There is much to be learned from Paxton’s detailed and deep probe of the history of fascism. To sum it up, Paxton comes to this conclusion.
“Fascism may be defined as a form of political behavior marked by obsessive preoccupation with community decline, humiliation, or victimhood and by compensatory cults of unity, energy, and purity, in which a mass-based party of committed nationalist militants, working in uneasy but effective collaboration with traditional elites, abandons democratic liberties and pursues with redemptive violence and without ethical or legal restraints goals of internal cleansing and external expansion.”
Or, as the 7th Congress of the Communist International put it in 1935,
“Fascism is the open, terroristic dictatorship of the most reactionary, most chauvinist and most imperialist elements of finance capital."
Paxton characterizes this definition as “doctrinaire,” and adds, “Though many more interpretations and definitions were to be proposed over the years, even now, more than eighty years after the San Sepolcro meeting [where Mussolini launched of the principles of Fasci Italiani di Combattimento in 1919], none of them has obtained universal assent as a completely satisfactory account of a phenomenon that seemed to come from nowhere, took on multiple and varied forms, exalted hatred and violence in the name of national prowess, and yet managed to appeal to prestigious and well-educated statesmen, entrepreneurs, professionals, artists, and intellectuals.”
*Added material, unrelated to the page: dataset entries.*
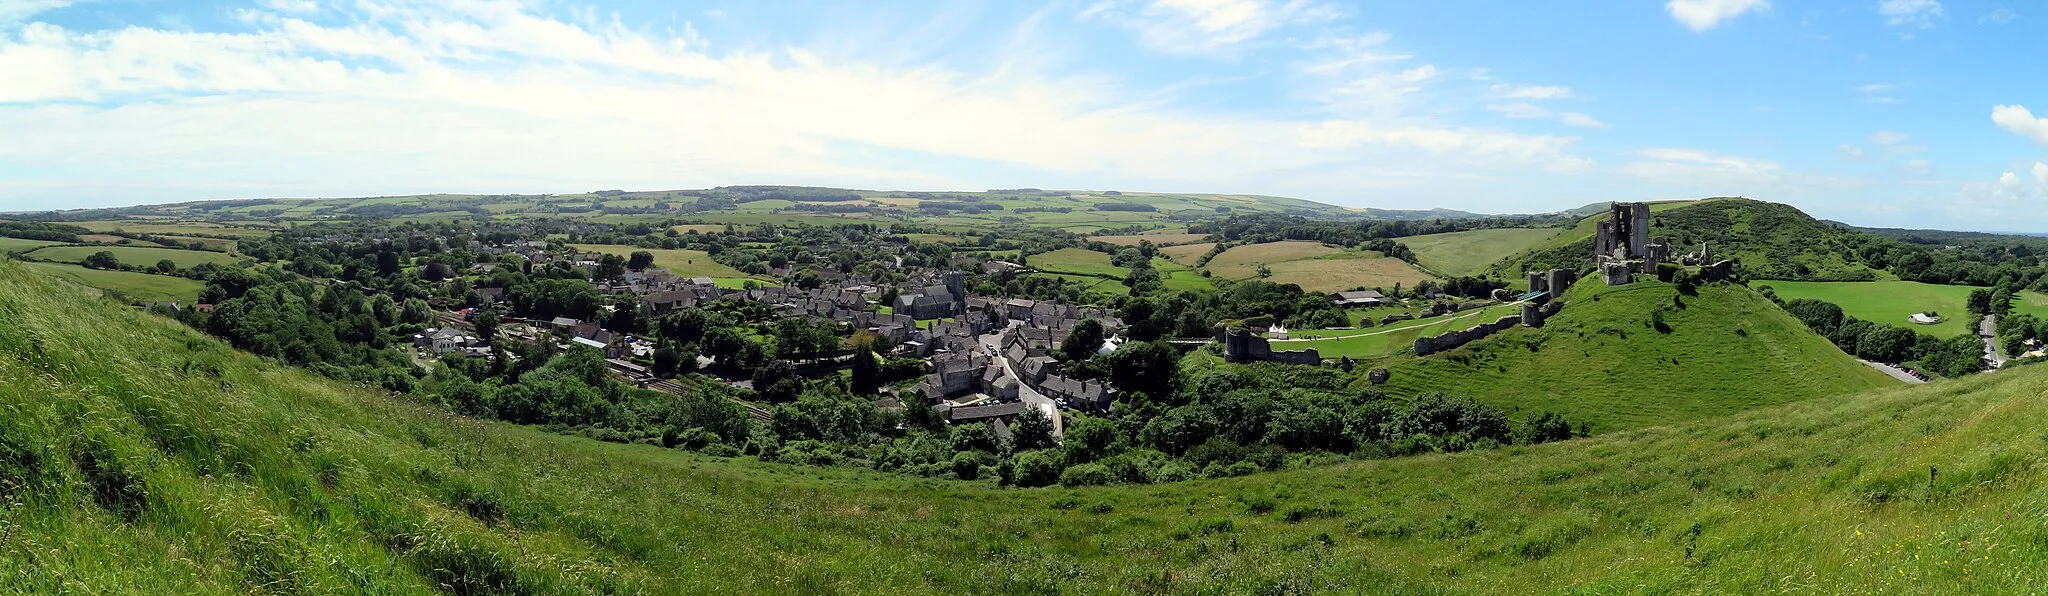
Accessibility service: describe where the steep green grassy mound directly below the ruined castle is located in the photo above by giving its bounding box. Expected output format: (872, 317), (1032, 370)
(1382, 279), (1896, 428)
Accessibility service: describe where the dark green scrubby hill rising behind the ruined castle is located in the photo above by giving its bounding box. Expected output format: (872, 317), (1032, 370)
(1489, 199), (1876, 281)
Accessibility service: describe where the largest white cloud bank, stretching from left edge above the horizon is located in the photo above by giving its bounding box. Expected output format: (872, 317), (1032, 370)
(0, 2), (1591, 203)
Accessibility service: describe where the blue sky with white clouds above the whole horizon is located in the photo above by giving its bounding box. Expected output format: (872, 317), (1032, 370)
(0, 0), (2048, 231)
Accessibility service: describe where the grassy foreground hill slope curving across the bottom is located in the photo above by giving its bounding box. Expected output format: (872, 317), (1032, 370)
(12, 262), (2048, 594)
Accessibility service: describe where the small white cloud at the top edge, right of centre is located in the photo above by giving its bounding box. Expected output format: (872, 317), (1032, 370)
(1079, 0), (1341, 55)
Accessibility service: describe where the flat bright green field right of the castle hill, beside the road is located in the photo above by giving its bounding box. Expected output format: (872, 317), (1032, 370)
(1751, 281), (2023, 338)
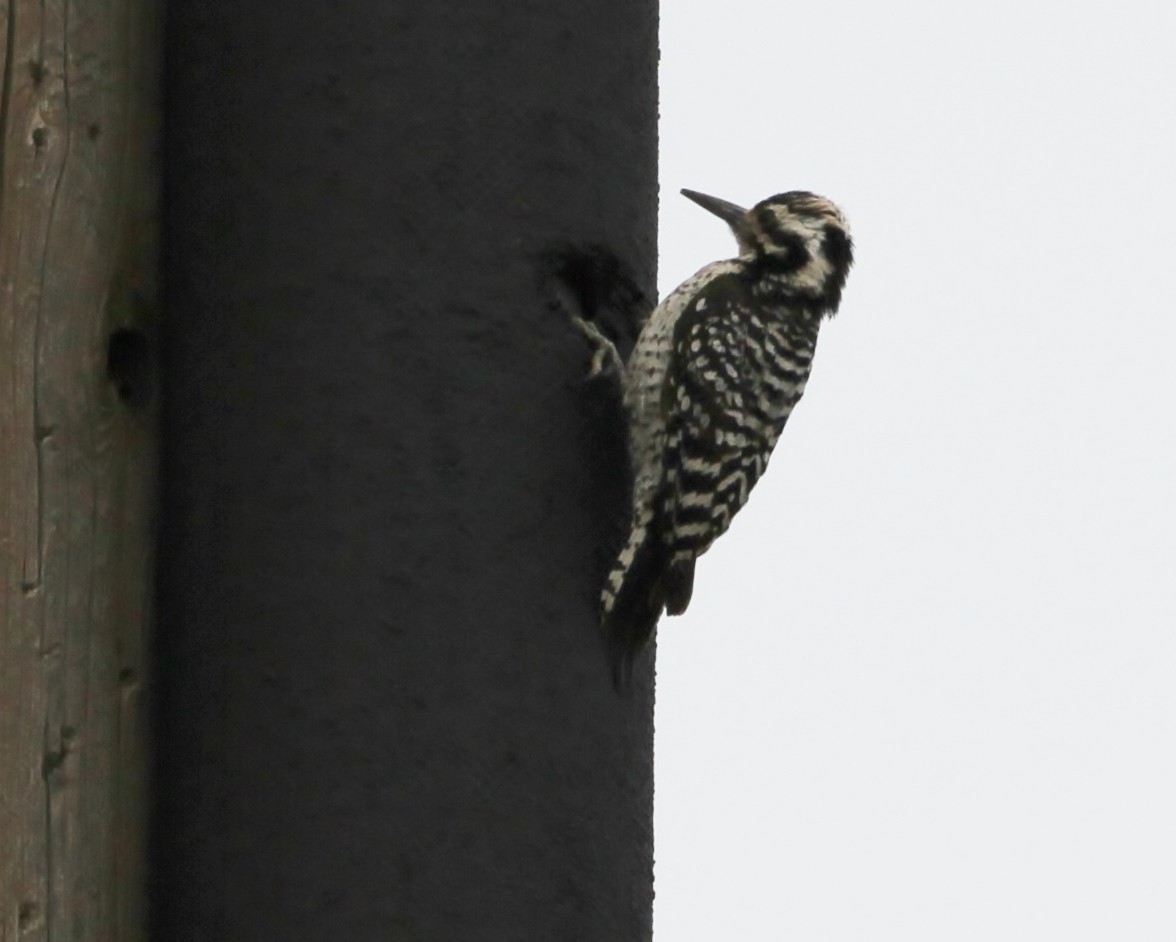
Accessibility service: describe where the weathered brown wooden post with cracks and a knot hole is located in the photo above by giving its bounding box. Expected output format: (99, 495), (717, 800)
(0, 0), (159, 942)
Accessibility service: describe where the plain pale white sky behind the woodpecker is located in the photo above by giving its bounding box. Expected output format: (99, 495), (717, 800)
(655, 0), (1176, 942)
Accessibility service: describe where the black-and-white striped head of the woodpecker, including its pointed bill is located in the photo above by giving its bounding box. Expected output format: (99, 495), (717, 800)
(682, 189), (854, 314)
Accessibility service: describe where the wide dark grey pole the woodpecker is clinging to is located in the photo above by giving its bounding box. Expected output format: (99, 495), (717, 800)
(153, 0), (656, 942)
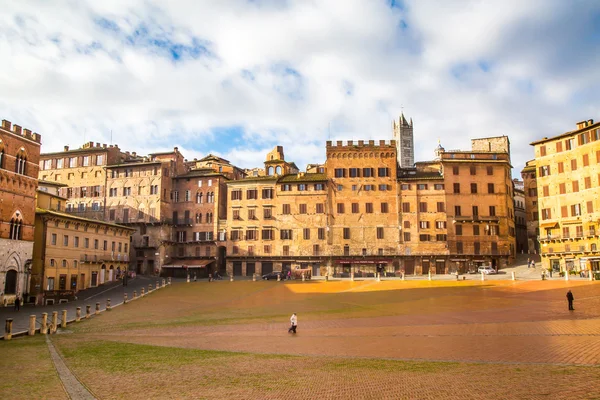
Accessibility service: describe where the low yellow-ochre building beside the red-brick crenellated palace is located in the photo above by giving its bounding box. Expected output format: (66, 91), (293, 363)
(30, 181), (135, 304)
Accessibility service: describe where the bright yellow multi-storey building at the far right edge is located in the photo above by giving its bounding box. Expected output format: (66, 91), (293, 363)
(531, 119), (600, 272)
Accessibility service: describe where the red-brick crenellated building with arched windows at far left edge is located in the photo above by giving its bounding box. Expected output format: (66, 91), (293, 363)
(0, 120), (41, 303)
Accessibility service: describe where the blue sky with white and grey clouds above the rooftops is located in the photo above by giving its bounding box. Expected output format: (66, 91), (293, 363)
(0, 0), (600, 176)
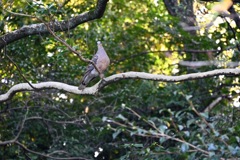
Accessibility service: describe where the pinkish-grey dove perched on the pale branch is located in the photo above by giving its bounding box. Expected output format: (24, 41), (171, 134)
(78, 41), (110, 90)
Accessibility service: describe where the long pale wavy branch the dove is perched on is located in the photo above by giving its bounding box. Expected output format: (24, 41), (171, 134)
(0, 69), (240, 102)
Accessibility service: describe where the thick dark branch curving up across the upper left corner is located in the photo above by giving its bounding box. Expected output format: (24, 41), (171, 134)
(0, 0), (108, 49)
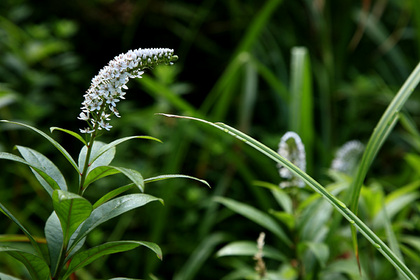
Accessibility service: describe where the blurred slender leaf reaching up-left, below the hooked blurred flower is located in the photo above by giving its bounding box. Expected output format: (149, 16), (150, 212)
(216, 197), (292, 246)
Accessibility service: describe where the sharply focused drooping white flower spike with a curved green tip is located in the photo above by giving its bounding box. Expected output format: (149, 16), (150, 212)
(78, 48), (178, 133)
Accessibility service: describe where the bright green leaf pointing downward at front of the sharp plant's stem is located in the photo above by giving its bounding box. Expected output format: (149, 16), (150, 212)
(53, 190), (92, 243)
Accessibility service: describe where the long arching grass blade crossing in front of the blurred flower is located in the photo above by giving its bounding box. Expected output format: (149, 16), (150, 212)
(162, 113), (420, 280)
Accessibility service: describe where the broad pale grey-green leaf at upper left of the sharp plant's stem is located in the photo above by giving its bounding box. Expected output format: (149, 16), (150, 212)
(16, 146), (67, 191)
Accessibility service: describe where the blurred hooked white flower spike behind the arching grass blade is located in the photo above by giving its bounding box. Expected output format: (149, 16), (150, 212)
(277, 131), (306, 188)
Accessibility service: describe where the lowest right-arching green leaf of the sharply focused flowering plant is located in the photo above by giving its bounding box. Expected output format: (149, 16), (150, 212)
(63, 241), (162, 280)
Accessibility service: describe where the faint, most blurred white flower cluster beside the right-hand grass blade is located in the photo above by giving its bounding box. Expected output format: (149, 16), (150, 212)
(331, 140), (365, 175)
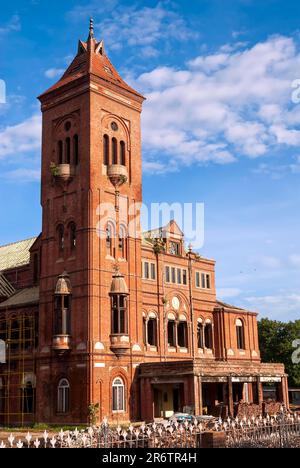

Yet Paxton’s work in this very valuable book points back to the basic definition offered by Communists in 1935. There is nothing here that contradicts it and much that can help us come to grips with it.
“[B]efore the establishment of a fascist dictatorship, (capitalist) governments usually pass through a number of preliminary stages and adopt a number of reactionary measures which directly facilitate the accession to power of fascism. Whoever does not fight the reactionary measures of the (capitalists) and the growth of fascism at these preparatory stages is not in a position to prevent the victory of fascism, but, on the contrary, facilitates that victory.”
- Georgi Dimitrov, Main Report delivered at the Seventh World Congress of the Communist International, August 2, 1935.